In the weeks leading up to the Super Bowl, Cowboys owner Jerry Jones admitted he wanted to set a record for highest Super Bowl attendance. His plans included adding more seats to their Cowboys stadium and setting up outdoors tents and large viewing screens so they could sell the event to NFL fans at $200 a pop for standing room only “seats.” It was actually more like spending $200 to stand outside a stadium, drink $10 beers, and say you were at the Super Bowl, even if you actually couldn’t enter the building or see the field.
I have no problem with Jerry Jones wanting to set a Super Bowl attendance record, and no problem with him selling tickets to watch the game on a large screen for $200. It’s an event and people can make their decisions on how they want to spend their money. The problem comes when greed gets in the way of delivering on promises. Jerry Jones and the NFL sold tickets for seats which didn’t exist. Well, they actually did exist, but they were added at the last minute for the Super Bowl and fire marshals didn’t have time to completely inspect the seats, rendering them useless for the big game. This caused the NFL to turn away over 400 paying fans.
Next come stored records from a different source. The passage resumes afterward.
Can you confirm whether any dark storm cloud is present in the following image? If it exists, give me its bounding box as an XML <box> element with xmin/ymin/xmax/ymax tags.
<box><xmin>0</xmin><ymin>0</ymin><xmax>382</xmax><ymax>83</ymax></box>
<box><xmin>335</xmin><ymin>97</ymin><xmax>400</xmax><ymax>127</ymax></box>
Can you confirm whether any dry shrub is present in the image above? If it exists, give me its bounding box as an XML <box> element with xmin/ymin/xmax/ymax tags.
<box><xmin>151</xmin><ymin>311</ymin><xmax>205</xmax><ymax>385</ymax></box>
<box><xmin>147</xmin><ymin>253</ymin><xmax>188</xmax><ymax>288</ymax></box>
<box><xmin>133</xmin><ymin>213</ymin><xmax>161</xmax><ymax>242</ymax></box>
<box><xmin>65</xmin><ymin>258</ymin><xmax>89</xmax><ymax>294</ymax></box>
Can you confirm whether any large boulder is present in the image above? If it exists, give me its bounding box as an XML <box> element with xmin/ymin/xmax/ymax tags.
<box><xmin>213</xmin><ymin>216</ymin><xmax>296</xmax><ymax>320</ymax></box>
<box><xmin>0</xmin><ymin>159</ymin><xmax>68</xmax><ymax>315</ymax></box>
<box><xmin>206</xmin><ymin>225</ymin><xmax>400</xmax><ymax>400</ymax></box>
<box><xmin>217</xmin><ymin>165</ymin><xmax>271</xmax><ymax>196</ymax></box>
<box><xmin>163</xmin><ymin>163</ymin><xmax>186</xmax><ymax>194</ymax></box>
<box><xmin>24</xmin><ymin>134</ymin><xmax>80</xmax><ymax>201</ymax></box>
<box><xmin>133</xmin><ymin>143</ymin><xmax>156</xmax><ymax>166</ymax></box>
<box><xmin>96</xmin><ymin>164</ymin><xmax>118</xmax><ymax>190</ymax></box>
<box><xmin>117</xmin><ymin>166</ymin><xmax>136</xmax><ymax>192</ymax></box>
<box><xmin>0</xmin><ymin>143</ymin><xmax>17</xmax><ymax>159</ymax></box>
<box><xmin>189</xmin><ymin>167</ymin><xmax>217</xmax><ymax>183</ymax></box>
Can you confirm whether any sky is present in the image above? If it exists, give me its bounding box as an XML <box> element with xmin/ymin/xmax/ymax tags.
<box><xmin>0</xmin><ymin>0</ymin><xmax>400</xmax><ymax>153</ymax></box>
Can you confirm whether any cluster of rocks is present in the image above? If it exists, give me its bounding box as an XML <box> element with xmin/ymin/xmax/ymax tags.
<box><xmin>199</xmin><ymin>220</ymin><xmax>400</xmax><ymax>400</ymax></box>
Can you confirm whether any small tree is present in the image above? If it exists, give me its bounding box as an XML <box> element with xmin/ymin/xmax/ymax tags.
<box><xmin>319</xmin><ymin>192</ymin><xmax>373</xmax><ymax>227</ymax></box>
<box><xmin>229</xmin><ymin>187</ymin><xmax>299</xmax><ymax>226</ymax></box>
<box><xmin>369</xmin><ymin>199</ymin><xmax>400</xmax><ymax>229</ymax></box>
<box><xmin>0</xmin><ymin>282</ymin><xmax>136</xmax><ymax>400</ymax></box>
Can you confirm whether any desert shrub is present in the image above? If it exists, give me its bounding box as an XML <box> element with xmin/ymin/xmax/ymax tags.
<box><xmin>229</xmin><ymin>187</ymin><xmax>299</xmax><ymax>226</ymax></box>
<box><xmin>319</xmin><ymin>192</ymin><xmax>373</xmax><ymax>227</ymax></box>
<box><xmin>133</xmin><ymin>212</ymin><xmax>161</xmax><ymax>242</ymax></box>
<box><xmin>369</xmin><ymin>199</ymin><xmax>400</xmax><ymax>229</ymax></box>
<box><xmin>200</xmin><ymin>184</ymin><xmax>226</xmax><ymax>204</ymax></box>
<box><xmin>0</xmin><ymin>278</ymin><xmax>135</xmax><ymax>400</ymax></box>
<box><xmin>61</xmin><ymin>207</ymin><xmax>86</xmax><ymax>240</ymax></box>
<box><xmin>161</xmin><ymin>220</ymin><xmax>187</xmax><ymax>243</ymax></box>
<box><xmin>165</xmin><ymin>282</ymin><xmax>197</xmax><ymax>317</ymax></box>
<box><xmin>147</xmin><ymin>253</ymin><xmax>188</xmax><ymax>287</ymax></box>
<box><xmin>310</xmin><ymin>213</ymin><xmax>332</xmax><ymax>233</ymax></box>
Seriously? When, Mr. Jones, did you know your team was hosting the Super Bowl? When did you decide upon how many tickets to sell? And you couldn’t organize the simple act of arranging a fire marshal inspection for the seats you added to your stadium?
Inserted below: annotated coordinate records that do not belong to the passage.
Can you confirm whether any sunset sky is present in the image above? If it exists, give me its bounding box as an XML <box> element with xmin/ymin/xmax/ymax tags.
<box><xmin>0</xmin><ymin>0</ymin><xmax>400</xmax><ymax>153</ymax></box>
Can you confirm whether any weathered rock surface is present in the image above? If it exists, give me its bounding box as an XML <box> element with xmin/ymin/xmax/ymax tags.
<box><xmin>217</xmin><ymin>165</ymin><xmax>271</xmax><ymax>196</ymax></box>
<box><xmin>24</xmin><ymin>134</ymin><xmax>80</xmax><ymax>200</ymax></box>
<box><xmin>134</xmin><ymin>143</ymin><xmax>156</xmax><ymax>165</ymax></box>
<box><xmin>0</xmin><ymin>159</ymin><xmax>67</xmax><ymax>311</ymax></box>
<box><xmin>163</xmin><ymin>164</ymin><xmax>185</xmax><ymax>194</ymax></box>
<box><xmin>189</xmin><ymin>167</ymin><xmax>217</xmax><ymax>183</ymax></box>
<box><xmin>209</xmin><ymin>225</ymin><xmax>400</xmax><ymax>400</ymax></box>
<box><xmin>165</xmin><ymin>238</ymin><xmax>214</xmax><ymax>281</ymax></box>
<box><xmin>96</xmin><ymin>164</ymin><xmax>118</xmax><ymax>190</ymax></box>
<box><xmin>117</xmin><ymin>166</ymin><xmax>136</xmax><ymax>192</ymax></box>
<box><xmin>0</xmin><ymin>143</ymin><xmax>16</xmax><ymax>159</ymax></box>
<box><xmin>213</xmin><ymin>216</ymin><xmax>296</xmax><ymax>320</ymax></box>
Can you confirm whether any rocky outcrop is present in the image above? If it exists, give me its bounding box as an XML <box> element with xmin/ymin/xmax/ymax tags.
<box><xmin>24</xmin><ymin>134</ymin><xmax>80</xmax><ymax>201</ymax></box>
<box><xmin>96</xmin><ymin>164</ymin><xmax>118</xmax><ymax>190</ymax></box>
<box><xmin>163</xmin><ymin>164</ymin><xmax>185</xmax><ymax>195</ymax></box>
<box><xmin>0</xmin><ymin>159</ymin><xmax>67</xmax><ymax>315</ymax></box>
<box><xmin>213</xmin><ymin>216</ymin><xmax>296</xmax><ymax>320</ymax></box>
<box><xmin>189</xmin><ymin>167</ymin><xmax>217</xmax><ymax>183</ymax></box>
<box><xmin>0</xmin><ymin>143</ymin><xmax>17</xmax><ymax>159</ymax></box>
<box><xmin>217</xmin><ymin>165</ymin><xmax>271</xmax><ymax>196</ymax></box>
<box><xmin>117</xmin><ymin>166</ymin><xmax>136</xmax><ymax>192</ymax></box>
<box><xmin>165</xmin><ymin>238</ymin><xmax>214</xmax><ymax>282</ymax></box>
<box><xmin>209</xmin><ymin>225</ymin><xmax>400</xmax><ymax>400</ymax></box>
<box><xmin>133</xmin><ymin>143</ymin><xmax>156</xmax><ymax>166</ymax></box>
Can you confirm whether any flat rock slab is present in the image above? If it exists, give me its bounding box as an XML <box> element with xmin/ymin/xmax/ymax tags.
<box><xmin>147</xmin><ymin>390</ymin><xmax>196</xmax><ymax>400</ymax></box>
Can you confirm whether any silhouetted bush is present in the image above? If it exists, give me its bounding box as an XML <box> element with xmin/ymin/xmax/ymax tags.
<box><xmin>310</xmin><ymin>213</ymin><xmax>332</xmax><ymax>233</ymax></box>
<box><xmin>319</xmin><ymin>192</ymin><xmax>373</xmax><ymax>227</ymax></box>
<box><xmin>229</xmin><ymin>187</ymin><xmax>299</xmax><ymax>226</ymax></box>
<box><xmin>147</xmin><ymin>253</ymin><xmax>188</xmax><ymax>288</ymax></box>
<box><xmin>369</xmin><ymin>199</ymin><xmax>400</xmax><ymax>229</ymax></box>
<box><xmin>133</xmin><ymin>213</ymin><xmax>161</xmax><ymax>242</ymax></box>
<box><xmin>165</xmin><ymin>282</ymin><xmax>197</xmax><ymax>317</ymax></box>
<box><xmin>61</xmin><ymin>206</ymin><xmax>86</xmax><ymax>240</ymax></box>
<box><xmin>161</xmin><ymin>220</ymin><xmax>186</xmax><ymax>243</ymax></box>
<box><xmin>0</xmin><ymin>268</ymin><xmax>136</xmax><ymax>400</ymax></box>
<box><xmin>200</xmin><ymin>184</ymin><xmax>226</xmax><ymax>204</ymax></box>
NFL Offers Triple Refunds for Displaced Fans
So how does that work? Is it the ticket holder, or the person who purchased the ticket? I imagine they have a list of everyone who made the purchase, as I imagine almost all tickets were sold online. But you have to think that a large portion of those Super Bowl tickets were bought on the secondary market for more than face value. What about those who spent more than three times face value to get those tickets? They end up losing money on the deal. Talk about adding insult to injury.
Did the NFL offer enough?
Personally, I don’t think the NFL is offering these fans enough restitution for something they should have prevented. The Super Bowl is, for most people, a once in a lifetime event. The average American can’t afford to drop several thousand dollars on tickets and transportation on an annual basis. Add to the equation the fact that many of these displaced ticket holders are lifelong fans of their team and it compounds the effect. How would you feel if you waited years for the opportunity to watch the Super Bowl in person and you bought a legitimate ticket, spent hundreds, or even thousands of dollars on transportation, lodging, and food, only to find out the NFL oversold the event and your ticket was no longer good?
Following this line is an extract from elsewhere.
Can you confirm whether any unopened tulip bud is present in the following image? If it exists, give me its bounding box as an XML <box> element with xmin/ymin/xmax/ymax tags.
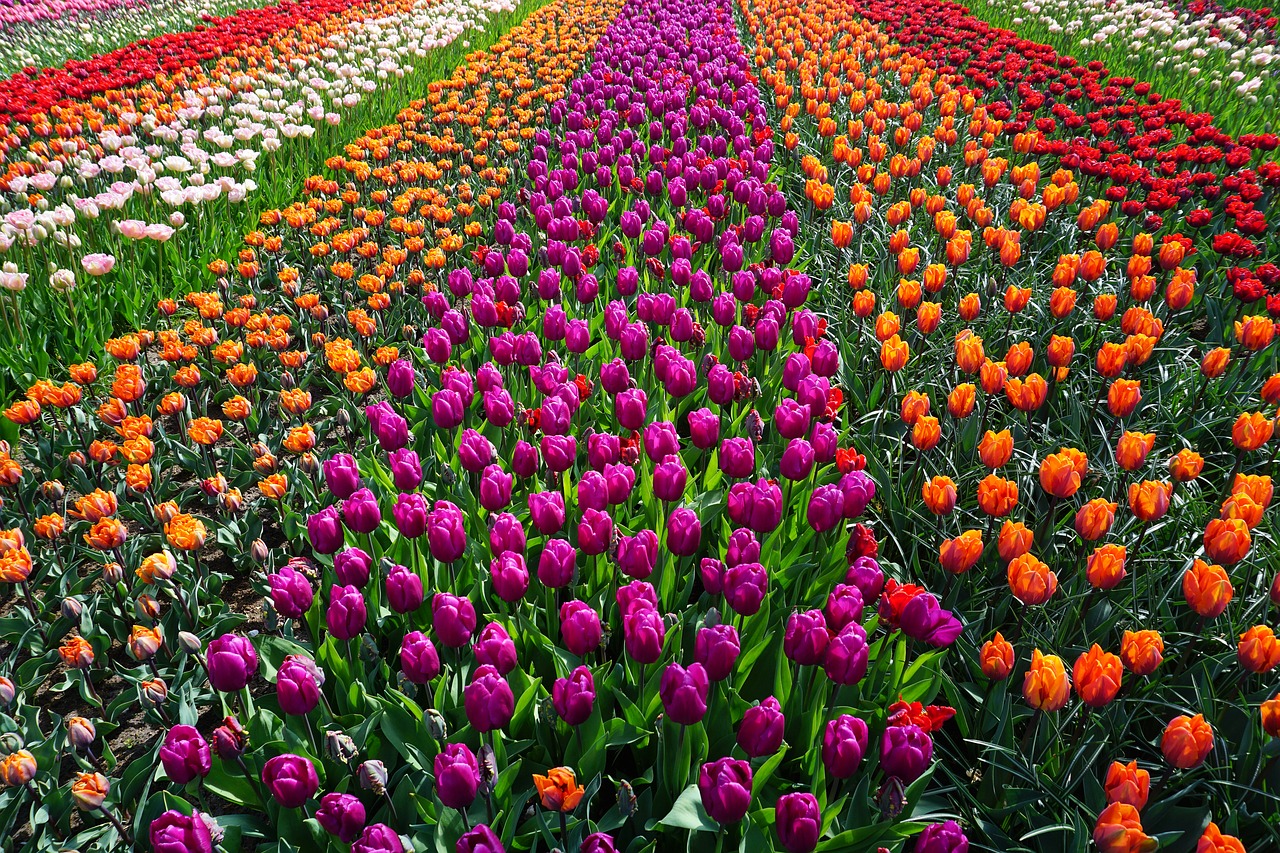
<box><xmin>356</xmin><ymin>761</ymin><xmax>387</xmax><ymax>797</ymax></box>
<box><xmin>324</xmin><ymin>731</ymin><xmax>360</xmax><ymax>765</ymax></box>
The only other industry I am aware of that consistently oversells seats to an event is the airline industry, and they have a well known method for providing restitution – they first ask for volunteers for a later flight, usually accompanied with a voucher for a meal, overnight stay, or free airline ticket. If they don’t get volunteers, they bump someone to a later flight, and again usually offer a free ticket voucher. The NFL should do the same.
My thoughts on what the NFL should do. Offering 3x the paid ticket price is a start. But Jerry Jones and the NFL should do more than offer 3x the ticket price. They should cover the ticket price and offer the displaced ticket holders a comparable ticket to next year’s Super Bowl.
I’m not the only person who thinks the NFL hasn’t done enough. One of my favorite sportswriters shares his thoughts:
@SI_JonHeyman : displaced ticketholders should be given 5X cost plus freebie tickets, transport and hotel to next year’s super bowl. #cheapskateleague
What do you think? Should the NFL offer more than triple restitution, or is that fair enough?
Update: The NFL promised to give free tickets to next year’s Super Bowl and a refund of triple the cost of the $800 face value of the ticket to the 400 fans denied seats as part of the compensation (source: CNN).
Update 2 (2/9/2011): The NFL followed up Tuesday, announcing the 400 fans could choose from a ticket to any future Super Bowl, including next year’s, along with airfare and hotel, or the original $2,400 payout (source: CNN).